Usable eye-tracking data was collected for 62 participants in group 1 (ages 18–30).
Usable eye-tracking data was collected for 33 participants in group 2 (ages 50–60).
NOTE: This is a smaller sample size than we normally like to use (~50), but it took almost 3 weeks to get even this number of participants, the panels that we use don’t have many people in this age group.
Reading behaviors between the two age groups were quite similar.
To study what participants looked at, and for how long they looked at it, we created “areas of interest” — AOIs — on the article page:
AOIs were placed over the article main elements.
Using these AOIs we were able to quantify the following results:
“Which elements of the page were looked at the most?”
“How much of the article was read?”
“How many people read the image caption?”

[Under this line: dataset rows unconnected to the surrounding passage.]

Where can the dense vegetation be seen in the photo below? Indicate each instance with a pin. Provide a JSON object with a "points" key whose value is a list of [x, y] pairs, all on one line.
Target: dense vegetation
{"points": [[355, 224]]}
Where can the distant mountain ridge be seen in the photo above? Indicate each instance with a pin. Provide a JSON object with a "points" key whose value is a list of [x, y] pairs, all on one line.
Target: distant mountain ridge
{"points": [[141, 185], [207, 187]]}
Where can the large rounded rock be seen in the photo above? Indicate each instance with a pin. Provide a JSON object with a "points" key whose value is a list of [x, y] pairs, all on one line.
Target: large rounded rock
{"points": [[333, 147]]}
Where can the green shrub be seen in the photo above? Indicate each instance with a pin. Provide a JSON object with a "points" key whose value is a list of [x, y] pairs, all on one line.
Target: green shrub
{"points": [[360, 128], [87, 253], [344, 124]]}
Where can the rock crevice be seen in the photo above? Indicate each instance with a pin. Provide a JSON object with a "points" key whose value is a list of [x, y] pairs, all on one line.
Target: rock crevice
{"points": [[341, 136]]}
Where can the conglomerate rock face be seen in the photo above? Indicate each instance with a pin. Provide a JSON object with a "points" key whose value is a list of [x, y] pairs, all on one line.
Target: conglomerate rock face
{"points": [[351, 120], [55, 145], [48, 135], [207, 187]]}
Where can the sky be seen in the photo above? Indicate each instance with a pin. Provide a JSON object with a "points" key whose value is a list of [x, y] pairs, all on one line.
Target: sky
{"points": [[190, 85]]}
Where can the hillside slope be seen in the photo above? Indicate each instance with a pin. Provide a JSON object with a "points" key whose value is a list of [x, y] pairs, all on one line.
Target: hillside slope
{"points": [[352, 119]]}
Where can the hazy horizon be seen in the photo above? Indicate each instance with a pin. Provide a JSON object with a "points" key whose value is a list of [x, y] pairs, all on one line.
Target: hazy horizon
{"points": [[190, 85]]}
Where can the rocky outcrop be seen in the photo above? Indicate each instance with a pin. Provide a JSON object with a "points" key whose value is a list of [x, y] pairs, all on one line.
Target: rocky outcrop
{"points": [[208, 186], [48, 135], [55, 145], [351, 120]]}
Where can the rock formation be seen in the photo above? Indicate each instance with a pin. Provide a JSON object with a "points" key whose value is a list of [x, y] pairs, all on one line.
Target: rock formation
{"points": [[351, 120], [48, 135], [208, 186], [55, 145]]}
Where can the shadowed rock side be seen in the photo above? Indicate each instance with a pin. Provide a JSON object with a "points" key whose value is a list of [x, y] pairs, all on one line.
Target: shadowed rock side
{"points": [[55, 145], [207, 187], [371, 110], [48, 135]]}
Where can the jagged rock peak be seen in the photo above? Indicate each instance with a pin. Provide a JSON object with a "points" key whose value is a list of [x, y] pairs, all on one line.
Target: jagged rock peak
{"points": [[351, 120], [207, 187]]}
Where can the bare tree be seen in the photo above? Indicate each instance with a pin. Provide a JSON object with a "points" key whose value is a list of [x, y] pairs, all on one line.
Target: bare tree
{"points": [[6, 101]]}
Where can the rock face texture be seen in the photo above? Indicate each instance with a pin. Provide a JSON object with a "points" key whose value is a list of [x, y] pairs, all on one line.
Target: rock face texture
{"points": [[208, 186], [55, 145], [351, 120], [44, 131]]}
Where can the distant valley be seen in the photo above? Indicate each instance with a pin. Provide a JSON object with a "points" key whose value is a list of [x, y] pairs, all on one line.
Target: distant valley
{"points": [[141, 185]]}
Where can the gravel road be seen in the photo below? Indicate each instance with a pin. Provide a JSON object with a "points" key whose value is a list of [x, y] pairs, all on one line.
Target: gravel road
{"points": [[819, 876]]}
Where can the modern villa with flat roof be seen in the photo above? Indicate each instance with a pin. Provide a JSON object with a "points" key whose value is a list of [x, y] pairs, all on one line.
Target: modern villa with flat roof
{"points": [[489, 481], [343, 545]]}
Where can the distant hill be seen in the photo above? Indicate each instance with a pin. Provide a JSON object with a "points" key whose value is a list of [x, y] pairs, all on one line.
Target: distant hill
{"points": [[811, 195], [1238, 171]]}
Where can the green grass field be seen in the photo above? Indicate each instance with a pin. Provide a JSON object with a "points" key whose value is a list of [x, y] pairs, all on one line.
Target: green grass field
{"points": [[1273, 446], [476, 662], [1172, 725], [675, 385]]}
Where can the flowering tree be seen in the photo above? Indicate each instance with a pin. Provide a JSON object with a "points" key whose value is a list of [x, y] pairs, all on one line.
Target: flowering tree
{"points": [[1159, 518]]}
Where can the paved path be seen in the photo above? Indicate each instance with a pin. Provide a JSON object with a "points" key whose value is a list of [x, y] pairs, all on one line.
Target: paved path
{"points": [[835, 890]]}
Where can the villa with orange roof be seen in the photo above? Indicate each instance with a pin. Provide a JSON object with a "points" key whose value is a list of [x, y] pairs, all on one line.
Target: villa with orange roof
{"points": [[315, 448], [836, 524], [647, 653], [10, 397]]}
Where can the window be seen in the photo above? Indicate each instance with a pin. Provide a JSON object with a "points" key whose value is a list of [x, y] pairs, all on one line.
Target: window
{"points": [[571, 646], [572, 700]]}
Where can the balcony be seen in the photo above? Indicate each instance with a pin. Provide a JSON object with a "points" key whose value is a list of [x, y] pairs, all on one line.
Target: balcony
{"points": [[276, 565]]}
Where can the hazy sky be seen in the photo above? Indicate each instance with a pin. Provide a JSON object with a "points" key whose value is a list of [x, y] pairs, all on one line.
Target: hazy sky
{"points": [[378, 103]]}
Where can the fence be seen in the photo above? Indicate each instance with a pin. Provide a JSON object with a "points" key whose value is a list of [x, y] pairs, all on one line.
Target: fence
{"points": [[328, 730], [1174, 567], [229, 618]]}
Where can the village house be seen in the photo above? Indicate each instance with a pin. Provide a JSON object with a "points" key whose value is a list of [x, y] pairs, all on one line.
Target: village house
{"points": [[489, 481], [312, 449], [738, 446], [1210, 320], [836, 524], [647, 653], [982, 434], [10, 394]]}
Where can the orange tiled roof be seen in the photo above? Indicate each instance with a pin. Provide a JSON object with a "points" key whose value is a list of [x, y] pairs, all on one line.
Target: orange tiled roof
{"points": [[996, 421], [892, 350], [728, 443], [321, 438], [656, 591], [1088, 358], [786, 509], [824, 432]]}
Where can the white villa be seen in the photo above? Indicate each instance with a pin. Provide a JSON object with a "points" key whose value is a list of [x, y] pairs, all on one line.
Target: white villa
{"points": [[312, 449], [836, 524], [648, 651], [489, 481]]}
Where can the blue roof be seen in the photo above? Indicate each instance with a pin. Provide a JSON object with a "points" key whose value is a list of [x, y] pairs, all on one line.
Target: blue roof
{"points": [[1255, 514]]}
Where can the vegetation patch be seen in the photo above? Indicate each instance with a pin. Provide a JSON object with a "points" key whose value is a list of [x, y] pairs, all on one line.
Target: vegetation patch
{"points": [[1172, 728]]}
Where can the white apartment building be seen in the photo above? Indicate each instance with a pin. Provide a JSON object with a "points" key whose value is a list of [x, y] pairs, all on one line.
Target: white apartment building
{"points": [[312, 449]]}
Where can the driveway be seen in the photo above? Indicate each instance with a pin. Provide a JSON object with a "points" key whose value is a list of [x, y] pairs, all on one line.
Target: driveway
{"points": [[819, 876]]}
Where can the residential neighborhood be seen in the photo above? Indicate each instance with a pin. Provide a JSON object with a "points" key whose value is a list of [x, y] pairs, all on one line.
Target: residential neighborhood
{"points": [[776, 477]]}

“How many people paid attention to the ads?”
It’s possible that the participants adapted their behaviors since they knew they were being studied. Perhaps they read more of the article than they usually would, or oppositely, read the article more slowly anticipating survey questions that might follow.
There’s also the likelihood that some participants didn’t have enough time to read the entire article. Because the testing platform used allows a maximum of 30 seconds for a picture to be shown (the picture being the article in this case), there must have been at least a few people who simply didn’t have enough time to read the whole story.
User Reading Patterns of the New York Times — 2004 vs. 2016
We found an interesting, and rather old, eye-tracking study from 2004 and decided to try and replicated a part of it to see how it works today. It involved eye-tracking a couple homepages of the New York Times, one from this year, 2016, and one from 2004. Our primary goal wasn’t the comparison to the old study, rather it was to see what were the ‘priority viewing areas’ for how people process a news site and to see if ‘today’s users’ process the contemporary design differently than one from more than a decade ago.
So the original study that this little test was inspired by was performed by a seemingly out of business research branch of Poynter.org. This study doesn’t necessarily reproduce any part of the old study explicitly, rather, we take their approach and see how it works today.
Data Collection Methods and Operations:
Here is the ‘priority viewing area’ aggregate map of 5 news sites analyzed in the 2004 eyetracking study by Eyetrack III. This study only considered user viewing patterns of the news site http://www.nytimes.com/.
Our ‘priority viewing area’ grid had to adjust according to the precision of our eye-tracking tool. We used a grid of 3X5 rather than 4X4.
The 2004 version of the New York Times homepage was obtained through the internet archive ‘way back machine’.
The eye-tracking survey was completed by 200 participants, though only 132 resulted in data with enough accuracy to be useful, 68 for the 2016 version and 64 for the 2004 version.
Other Key Info (like treatment variations)
The large banner ads in the 2016 variation made users jump around the page, causing way more variability in what people read compared to the 2004 version. Study participants started staring at the ad in the 2016 version, but quickly went elsewhere, although where they went was much more variable compared to the ‘seen path’ of the 2004 design.
The priority viewing areas did not differ much at all between the two version of the New York Times website, and also generally agreed with viewing patterns from the 2004 study. Given the designs tested, the regions that have more immediate prominence were the center and upper left of the page. The variation in the 2016 design was seemingly a result of the banner advertisement from IBM, which caused viewers to essentially skip around it to find and fixate on text content.